Catios provide the perfect spot for a fix of the great outdoors

All Animals magazine, July/August 2015

by Catherine Hess

Serena, catio designer Cynthia Chomos' cat, has two catios—this large one and a smaller window box. Photo by Ron Wurzer/AP Images for The HSUS

Every now and then, on nice days, Krista Rakovan would let her cats onto the back deck for some supervised sunbathing. She watched how much Julius, Ginger and Kobe loved lying in the sun—the only time they were permitted outside—and she thought about how she could add more variety to their lives.

“I wanted to give my cats the outdoor experience,” says the HSUS web specialist. But she had some concerns: “not only keeping them safe, but keeping them off my neighbor’s property and keeping the wildlife safe.”

So Rakovan’s father built a catio—a patio or screened-in porch intended for cats—onto a corner of the house. She wanted the catio for enrichment, but the time outdoors also has reduced conflict between Kobe, who can be a bully, and the other cats. (Rakovan places a small collapsible mesh cat tent on the deck to let Julius and Ginger enjoy the fresh air without running into Kobe.)

Many types of cats can benefit from an outdoor enclosure, including “door dashers, escape artists, alley cat adventurers, fighting tomcats, serial bird killers [and] wishful window watchers,” says Seattle catio designer Cynthia Chomos. And, of course, devout sun worshippers like her 2-year-old orange tabby, Serena.

Using her experience as a general contractor and her background in feng shui and color design, Chomos built two enclosures: a small window box where Serena spends her afternoons and a large catio for them to enjoy together. “I wanted to keep her safe, healthy and happy, and really provide her with an enriching outdoor experience,” says Chomos, who was sitting in that space with Serena one day when she decided to turn her ideas into a business called Catio Spaces.

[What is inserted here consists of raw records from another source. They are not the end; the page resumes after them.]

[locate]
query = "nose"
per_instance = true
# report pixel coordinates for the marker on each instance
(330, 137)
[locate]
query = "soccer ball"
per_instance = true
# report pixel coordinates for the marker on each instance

Some people picture an unsightly wire cage attached to their house, Chomos says, but the trend’s rapid growth in the past few years has yielded more and more options according to design preferences, budget and skill.

Rakovan’s father is a handyman, so with other family members pitching in, they completed her roomy enclosure in a weekend. Creating happiness for indoor cats can be as simple as that pop-up kitty tent or a window box, or it can be as elaborate as a room with a floor, a roof and furniture for people and pets. Prices can vary quite a bit, but there’s likely something within just about everyone’s range—and a fit for most homes, be it a large house or small apartment.

Before You Get Started

With so many choices and things to consider, finding the right catio can be overwhelming. Ask yourself these questions before you begin.

  • Matt Renouard shares his Seahawks-themed space with his "game day lap cats." Photo by Catio Spaces

What do you want from a catio? Do you want to enrich the lives of your indoor cats? Create a haven for feral or “personality challenged” cats who don’t get along with other feline family members? Provide a fresh-air extension of your living space for both people and cats?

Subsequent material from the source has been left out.